Trial software group raises $45M to push decentralized studies; $120M SPAC makes its way to Nasdaq
After watching the entire clinical trial process go through a major makeover during the pandemic, another software outfit is making a play to help developers get on the cutting edge of trial design and decentralized execution.
Hoboken, NJ-based Castor has just raised $45 million to fund development of software intended to scale up their “direct-to-patients” approach globally. This new round brings their total funding to $65 million.
Eight Roads Ventures and F-Prime Capital led the round, with participation from existing investors Two Sigma Ventures and Inkef Capital.
The big idea here is that patients can enroll in trials online, uploading data as they go through the study and cutting out the old reliance on brick-and-mortar trial sites. Easier interactions with patients should go a long way to improve the odds of completing a trial and getting it done more efficiently.
“Castor was created with the mission to help researchers globally conduct more effective clinical trials while improving the patient experience,” said Castor founder and CEO Derk Arts in a statement. “Prioritizing the patient and site user experience is particularly important today, when COVID-19 has fundamentally changed the nature of clinical trials.” — John Carroll
JATT Acquisition SPAC is headed to Nasdaq
One of the newest life sciences SPACs out there is ready for its Nasdaq closeup.
JATT Acquisition, the SPAC from a co-founder of Pathios Therapeutics and CEO of Akaza Bioscience and Izana Bioscience, priced Wednesday morning to the tune of a $120 million raise. The blank-check company will launch at $10 per share with the ticker $JATTU.

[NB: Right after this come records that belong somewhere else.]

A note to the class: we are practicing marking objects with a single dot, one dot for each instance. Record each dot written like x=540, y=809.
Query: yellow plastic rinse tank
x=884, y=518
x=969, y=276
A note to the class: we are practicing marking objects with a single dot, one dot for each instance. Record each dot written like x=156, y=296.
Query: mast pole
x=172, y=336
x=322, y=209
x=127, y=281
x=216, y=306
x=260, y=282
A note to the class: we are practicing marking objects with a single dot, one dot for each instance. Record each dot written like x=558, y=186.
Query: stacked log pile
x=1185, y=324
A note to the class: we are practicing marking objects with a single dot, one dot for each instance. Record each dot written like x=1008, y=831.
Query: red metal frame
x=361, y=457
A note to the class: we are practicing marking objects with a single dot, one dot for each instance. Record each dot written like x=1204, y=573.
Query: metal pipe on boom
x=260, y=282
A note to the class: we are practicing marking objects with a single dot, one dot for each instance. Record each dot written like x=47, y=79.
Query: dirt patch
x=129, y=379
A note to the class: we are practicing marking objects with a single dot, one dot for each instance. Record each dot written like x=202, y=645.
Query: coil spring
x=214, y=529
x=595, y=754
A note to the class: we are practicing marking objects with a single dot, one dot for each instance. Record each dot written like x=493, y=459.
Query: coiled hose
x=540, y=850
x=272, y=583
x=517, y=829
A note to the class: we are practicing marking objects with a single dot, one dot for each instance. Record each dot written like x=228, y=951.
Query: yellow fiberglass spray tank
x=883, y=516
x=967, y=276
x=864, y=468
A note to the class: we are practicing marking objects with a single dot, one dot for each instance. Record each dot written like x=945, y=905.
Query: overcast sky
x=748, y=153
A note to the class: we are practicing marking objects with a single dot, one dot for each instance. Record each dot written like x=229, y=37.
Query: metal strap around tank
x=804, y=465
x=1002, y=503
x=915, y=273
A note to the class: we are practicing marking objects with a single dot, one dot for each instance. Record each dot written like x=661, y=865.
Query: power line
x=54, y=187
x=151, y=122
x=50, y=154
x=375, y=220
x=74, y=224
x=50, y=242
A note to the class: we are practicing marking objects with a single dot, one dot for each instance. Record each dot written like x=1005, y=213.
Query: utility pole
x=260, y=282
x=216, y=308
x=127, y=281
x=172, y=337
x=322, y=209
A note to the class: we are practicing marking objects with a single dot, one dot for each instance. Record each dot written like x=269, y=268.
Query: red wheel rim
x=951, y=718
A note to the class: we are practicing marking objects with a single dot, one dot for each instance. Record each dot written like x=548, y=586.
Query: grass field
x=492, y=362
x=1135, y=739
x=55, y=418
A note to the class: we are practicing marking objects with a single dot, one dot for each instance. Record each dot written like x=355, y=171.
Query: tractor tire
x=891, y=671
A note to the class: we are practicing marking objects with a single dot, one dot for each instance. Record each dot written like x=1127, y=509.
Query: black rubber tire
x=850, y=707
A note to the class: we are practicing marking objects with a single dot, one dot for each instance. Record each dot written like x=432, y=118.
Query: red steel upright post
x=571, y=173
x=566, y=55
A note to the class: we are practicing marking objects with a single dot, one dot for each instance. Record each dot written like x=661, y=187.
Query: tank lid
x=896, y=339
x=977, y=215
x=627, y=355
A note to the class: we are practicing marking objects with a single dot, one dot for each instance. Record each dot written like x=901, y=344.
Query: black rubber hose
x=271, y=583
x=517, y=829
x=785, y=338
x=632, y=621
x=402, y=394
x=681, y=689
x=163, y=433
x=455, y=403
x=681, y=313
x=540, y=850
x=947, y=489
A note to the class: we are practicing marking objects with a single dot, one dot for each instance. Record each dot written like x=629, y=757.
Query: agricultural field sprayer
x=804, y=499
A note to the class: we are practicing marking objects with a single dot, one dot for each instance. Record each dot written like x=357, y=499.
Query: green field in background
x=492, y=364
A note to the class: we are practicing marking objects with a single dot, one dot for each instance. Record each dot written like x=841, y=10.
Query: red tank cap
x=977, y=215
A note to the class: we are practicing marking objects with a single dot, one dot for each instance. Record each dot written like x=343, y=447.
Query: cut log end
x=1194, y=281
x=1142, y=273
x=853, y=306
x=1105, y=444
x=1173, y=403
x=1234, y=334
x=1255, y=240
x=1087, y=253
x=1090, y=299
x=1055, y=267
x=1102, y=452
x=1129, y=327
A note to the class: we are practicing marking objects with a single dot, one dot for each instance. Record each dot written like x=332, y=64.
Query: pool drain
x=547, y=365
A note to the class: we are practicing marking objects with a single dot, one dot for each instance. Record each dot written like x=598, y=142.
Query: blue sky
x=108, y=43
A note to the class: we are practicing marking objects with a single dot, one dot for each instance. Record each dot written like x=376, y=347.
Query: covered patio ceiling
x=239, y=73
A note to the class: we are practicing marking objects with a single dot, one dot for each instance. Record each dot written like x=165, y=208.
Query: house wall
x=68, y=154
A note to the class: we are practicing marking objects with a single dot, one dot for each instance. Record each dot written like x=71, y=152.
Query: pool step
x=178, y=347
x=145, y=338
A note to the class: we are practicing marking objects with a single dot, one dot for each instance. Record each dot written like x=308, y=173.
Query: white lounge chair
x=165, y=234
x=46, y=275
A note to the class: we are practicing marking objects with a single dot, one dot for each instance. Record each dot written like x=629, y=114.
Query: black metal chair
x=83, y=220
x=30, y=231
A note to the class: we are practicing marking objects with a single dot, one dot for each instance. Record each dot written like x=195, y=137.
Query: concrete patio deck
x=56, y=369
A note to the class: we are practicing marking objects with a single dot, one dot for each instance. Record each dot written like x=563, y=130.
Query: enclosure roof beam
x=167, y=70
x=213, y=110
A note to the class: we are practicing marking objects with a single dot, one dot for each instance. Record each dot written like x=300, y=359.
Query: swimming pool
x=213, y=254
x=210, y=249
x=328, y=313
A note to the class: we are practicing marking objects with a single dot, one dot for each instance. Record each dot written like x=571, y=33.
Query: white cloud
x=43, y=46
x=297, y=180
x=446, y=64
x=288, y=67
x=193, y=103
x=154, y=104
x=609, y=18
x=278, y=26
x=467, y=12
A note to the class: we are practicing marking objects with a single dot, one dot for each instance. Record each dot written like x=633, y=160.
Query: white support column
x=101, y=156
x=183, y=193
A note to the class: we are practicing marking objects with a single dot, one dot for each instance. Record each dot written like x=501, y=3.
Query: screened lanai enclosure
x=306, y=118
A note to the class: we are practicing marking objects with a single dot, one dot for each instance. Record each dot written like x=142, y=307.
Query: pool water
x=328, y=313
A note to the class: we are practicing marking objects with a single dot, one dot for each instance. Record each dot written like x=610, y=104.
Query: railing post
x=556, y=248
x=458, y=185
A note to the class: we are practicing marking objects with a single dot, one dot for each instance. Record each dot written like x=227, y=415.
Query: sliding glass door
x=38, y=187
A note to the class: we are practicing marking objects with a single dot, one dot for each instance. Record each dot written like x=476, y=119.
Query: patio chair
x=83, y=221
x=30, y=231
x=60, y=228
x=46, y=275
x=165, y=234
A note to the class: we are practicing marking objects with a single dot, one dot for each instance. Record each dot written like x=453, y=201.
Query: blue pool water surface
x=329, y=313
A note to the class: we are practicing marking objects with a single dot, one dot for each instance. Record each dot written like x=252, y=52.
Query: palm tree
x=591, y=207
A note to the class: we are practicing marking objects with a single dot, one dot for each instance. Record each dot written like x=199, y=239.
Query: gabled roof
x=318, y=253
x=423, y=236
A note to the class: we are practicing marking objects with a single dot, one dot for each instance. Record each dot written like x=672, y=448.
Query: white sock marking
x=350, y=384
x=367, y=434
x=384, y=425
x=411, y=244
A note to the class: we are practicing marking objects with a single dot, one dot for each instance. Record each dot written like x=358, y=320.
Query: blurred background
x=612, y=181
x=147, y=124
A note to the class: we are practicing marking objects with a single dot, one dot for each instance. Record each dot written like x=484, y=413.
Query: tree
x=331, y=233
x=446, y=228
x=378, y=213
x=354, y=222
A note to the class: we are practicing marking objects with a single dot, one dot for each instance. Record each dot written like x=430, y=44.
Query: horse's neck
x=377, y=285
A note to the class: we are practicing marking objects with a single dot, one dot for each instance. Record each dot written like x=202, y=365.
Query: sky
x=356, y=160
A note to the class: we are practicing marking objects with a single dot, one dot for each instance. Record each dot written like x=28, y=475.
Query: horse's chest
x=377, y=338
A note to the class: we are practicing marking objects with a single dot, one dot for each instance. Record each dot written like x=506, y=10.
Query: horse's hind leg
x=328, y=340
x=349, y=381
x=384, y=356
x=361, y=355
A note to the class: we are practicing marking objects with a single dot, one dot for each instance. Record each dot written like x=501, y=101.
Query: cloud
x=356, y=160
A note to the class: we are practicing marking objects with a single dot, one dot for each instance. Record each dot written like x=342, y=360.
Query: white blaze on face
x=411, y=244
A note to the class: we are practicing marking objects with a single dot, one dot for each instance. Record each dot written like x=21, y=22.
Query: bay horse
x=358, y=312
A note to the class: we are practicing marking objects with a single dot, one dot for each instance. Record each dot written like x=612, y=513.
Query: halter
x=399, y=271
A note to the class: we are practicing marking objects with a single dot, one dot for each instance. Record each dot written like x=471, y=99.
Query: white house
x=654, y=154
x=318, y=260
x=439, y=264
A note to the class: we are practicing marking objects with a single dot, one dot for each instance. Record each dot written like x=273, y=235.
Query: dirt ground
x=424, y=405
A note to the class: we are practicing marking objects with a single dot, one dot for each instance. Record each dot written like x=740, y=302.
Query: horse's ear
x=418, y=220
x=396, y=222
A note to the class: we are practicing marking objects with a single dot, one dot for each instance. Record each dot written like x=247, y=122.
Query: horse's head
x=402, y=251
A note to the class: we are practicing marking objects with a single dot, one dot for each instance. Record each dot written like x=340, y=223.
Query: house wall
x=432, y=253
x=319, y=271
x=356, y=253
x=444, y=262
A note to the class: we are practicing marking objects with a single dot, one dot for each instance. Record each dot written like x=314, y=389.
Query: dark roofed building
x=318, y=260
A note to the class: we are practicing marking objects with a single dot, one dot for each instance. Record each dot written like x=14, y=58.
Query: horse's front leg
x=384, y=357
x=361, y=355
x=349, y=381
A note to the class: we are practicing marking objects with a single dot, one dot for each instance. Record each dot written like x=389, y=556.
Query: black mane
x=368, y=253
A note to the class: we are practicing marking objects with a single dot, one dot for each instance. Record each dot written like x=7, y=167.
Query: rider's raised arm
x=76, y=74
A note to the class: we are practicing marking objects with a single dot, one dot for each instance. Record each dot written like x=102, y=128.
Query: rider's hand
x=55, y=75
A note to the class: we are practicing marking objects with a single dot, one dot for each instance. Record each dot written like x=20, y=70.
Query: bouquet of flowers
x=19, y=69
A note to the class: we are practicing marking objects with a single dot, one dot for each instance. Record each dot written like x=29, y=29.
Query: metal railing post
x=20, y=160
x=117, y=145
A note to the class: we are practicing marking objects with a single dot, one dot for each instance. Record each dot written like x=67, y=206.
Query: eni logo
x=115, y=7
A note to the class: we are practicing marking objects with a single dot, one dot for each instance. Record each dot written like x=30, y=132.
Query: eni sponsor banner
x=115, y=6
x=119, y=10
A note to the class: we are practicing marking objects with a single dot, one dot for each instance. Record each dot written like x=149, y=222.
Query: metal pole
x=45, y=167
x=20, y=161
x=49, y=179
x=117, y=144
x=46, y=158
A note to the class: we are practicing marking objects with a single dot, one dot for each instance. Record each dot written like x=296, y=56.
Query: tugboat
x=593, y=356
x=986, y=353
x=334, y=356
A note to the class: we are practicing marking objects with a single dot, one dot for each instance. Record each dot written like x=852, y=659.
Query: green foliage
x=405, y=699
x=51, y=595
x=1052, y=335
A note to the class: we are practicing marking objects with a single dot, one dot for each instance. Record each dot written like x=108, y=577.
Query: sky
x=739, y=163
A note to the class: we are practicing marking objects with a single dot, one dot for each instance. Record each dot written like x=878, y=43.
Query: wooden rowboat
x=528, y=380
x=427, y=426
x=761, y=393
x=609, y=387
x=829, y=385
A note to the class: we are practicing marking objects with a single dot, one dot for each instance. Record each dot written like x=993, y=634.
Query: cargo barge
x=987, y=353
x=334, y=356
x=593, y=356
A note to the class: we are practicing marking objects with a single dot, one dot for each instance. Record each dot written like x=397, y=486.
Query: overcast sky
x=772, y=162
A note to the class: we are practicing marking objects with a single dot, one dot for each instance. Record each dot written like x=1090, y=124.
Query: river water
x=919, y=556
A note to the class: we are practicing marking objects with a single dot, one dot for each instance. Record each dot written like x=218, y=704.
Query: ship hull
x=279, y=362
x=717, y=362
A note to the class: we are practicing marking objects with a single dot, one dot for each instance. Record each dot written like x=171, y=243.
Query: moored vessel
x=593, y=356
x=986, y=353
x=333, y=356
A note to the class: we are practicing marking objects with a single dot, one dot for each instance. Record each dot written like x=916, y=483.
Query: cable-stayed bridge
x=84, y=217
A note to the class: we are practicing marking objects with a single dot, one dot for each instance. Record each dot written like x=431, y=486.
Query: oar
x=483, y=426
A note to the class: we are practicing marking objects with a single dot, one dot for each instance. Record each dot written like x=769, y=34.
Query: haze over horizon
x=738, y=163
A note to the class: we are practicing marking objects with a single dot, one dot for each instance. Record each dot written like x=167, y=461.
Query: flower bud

The SPAC is run by Someit Sidhu, a relative unknown who before his biotech experience worked at the consulting firm McKinsey, where he cut his teeth advising unnamed global pharma companies. He also holds a degree from Oxford Medical School with an emphasis on cardiology and general surgery.
Also on the team are Tauhid Ali, a former Takeda vet who launched three biotechs out of the pharma’s incubator, and Arnout Ploos van Amstel, former head of Novartis’ immunology, hepatology and dermatology franchises. — Max Gelman
Alkeus nabs BTD for degenerative eye disease
Alkeus Pharmaceuticals has won a new endorsement from the FDA.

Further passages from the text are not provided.